Over the coming weeks we will be socialising these messages with journalists and decision-makers.  If you are able to help in the process, please contact us.

Planning Matters May 2015

Rugby World Cup 2015

The application for the Fanzone temporary construction beside the Polls on the Park is now in and a very large undertaking it is.

Having regard to the some 15,000 visitors which the Fanzone is anticipated to receive, at any one time, we have been taking considerable interest in the conditions relating to the dismantling of those structures and the restoration of the land taken by the site, both as to timetable and landscaping.

The wear on this part of the Old Deer Park cannot but be massive given the timetable and numbers and it is instructive to note that, as yet no operator has been contracted to manage the site.

Deer Park School, London House

The speed and size of demographic growth in the school age population appears to have taken forecasters by surprise. The result has been a rush to provide much needed scholastic space in a borough not known for either the availability of large, compatible sites nor for their cheapness.
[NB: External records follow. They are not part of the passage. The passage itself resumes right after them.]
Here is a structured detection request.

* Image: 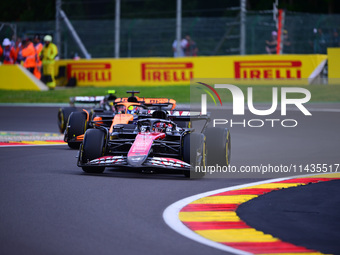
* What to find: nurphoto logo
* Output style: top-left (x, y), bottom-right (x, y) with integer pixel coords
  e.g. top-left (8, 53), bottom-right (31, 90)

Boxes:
top-left (197, 82), bottom-right (312, 127)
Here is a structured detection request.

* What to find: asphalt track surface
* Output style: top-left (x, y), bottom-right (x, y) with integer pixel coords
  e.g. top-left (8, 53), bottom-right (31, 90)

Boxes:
top-left (0, 105), bottom-right (340, 254)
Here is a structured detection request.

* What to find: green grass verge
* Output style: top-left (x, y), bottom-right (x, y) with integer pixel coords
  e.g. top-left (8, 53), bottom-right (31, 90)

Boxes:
top-left (0, 85), bottom-right (340, 103)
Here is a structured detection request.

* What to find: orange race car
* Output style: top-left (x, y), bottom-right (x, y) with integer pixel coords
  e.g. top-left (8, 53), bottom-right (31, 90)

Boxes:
top-left (64, 91), bottom-right (176, 149)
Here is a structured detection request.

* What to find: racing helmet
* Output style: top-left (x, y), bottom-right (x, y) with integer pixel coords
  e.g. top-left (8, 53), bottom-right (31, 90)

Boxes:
top-left (152, 122), bottom-right (167, 133)
top-left (126, 105), bottom-right (139, 114)
top-left (44, 35), bottom-right (52, 42)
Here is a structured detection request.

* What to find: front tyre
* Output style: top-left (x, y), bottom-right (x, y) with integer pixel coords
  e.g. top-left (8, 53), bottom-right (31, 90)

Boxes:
top-left (65, 112), bottom-right (87, 149)
top-left (183, 133), bottom-right (206, 178)
top-left (58, 107), bottom-right (77, 134)
top-left (80, 129), bottom-right (106, 174)
top-left (205, 127), bottom-right (231, 166)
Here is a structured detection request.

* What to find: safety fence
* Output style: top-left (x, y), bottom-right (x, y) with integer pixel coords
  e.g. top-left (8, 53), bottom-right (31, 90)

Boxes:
top-left (0, 11), bottom-right (340, 58)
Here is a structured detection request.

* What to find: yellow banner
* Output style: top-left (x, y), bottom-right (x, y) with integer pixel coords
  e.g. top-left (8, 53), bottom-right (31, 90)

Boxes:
top-left (327, 48), bottom-right (340, 84)
top-left (56, 55), bottom-right (327, 86)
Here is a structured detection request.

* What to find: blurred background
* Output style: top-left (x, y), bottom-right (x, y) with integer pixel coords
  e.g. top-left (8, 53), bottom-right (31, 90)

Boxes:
top-left (0, 0), bottom-right (340, 59)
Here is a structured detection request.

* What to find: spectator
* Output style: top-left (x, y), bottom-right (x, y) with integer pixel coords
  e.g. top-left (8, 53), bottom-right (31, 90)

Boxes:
top-left (313, 28), bottom-right (327, 54)
top-left (15, 37), bottom-right (24, 64)
top-left (283, 29), bottom-right (292, 54)
top-left (40, 35), bottom-right (58, 89)
top-left (172, 38), bottom-right (188, 57)
top-left (21, 38), bottom-right (37, 74)
top-left (331, 29), bottom-right (340, 47)
top-left (1, 38), bottom-right (17, 65)
top-left (184, 35), bottom-right (198, 56)
top-left (266, 31), bottom-right (277, 54)
top-left (33, 35), bottom-right (43, 80)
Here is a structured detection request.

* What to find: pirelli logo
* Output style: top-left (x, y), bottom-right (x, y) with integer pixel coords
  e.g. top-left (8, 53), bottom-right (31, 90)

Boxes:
top-left (234, 60), bottom-right (302, 79)
top-left (141, 62), bottom-right (194, 82)
top-left (67, 62), bottom-right (111, 82)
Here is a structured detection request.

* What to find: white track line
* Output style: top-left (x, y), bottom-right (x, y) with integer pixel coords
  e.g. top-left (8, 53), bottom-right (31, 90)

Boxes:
top-left (163, 173), bottom-right (329, 255)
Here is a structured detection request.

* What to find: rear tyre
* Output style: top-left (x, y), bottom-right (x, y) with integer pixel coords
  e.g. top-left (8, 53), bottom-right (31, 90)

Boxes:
top-left (80, 129), bottom-right (106, 174)
top-left (65, 112), bottom-right (87, 149)
top-left (205, 128), bottom-right (231, 166)
top-left (183, 133), bottom-right (206, 178)
top-left (58, 107), bottom-right (77, 134)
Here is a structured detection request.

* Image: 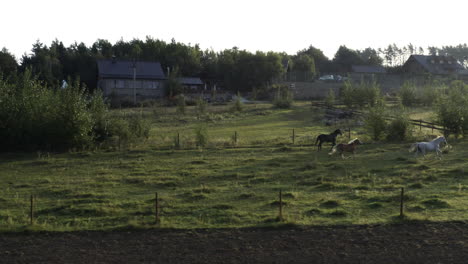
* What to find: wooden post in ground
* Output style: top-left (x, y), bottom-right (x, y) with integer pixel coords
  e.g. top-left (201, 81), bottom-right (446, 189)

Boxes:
top-left (292, 128), bottom-right (296, 145)
top-left (29, 194), bottom-right (34, 225)
top-left (279, 190), bottom-right (283, 221)
top-left (400, 187), bottom-right (405, 218)
top-left (154, 192), bottom-right (160, 223)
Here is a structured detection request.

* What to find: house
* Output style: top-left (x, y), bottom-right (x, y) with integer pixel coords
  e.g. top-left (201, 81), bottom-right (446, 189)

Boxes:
top-left (97, 58), bottom-right (167, 100)
top-left (351, 65), bottom-right (387, 74)
top-left (348, 65), bottom-right (387, 81)
top-left (177, 77), bottom-right (205, 93)
top-left (403, 55), bottom-right (466, 75)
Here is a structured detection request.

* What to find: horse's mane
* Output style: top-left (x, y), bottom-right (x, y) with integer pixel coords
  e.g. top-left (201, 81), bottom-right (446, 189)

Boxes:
top-left (431, 136), bottom-right (445, 141)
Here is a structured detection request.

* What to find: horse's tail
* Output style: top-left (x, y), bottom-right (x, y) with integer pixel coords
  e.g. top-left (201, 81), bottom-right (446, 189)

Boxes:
top-left (408, 143), bottom-right (418, 152)
top-left (328, 145), bottom-right (336, 156)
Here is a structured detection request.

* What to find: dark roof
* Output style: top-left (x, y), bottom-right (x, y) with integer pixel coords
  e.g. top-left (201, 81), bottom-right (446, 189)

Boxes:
top-left (178, 77), bottom-right (203, 85)
top-left (97, 59), bottom-right (166, 79)
top-left (351, 65), bottom-right (387, 73)
top-left (405, 55), bottom-right (465, 74)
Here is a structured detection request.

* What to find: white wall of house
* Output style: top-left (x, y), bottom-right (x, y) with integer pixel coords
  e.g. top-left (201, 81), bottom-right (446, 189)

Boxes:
top-left (98, 79), bottom-right (164, 98)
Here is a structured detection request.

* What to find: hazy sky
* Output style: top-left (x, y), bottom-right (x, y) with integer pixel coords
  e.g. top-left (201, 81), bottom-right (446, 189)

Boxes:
top-left (0, 0), bottom-right (468, 58)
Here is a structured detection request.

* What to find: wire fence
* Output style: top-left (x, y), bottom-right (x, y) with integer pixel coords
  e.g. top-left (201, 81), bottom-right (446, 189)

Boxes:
top-left (0, 188), bottom-right (468, 230)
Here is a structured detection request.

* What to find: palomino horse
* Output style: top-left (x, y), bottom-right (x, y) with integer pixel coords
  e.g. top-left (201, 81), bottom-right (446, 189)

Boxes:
top-left (409, 136), bottom-right (448, 158)
top-left (328, 138), bottom-right (362, 159)
top-left (315, 129), bottom-right (343, 151)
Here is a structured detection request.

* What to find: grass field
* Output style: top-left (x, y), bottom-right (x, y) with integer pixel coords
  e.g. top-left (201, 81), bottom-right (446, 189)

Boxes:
top-left (0, 102), bottom-right (468, 231)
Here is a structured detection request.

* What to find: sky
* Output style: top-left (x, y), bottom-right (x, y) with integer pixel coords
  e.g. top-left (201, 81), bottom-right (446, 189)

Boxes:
top-left (0, 0), bottom-right (468, 59)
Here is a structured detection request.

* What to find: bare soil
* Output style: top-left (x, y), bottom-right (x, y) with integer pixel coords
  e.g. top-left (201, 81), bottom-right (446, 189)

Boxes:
top-left (0, 222), bottom-right (468, 263)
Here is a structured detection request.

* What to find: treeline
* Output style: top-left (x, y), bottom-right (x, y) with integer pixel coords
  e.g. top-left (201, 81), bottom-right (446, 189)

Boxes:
top-left (0, 69), bottom-right (150, 152)
top-left (0, 37), bottom-right (468, 92)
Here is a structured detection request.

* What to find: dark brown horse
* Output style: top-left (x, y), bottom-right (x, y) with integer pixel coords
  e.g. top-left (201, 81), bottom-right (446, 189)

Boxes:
top-left (328, 138), bottom-right (362, 159)
top-left (315, 129), bottom-right (343, 151)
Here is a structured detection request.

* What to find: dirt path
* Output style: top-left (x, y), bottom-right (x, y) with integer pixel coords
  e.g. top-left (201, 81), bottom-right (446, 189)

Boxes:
top-left (0, 222), bottom-right (468, 263)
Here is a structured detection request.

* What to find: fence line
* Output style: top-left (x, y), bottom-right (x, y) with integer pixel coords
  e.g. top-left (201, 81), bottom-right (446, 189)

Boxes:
top-left (0, 187), bottom-right (463, 227)
top-left (312, 102), bottom-right (447, 134)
The current proposal, on the Red Route of the A316, has brought vociferous opposition not only from immediate neighbours but also from residents of East Twickenham where, it is felt, the demand truly lies

We await submission of the planning application before commenting on this proposal.

Contemporary Architecture

The Development Management Plan of 2011 introduced a demand for future projects to fit in with the architecture of their surroundings. The phraseology was that they should “take architectural clues” from neighbouring buildings.

Whilst we have no hesitation in agreeing that such a policy has its merits, and indeed we have given a Brass Plaque Award, under the annual awards scheme, to property in Montague Road which admirably fits just that criterion, we feel that the policy has been too narrowly defined and the result has been an almost complete exclusion of consents being issued for contemporary architecture.

Our reasoning is that the quality of build is as important as that of design and that when the two are combined then contemporary styles have a significant place in the townscape which, if excluded, serve to impoverish the legacy which current policy will leave to future generations and we have made vigourous representations to the council to that effect.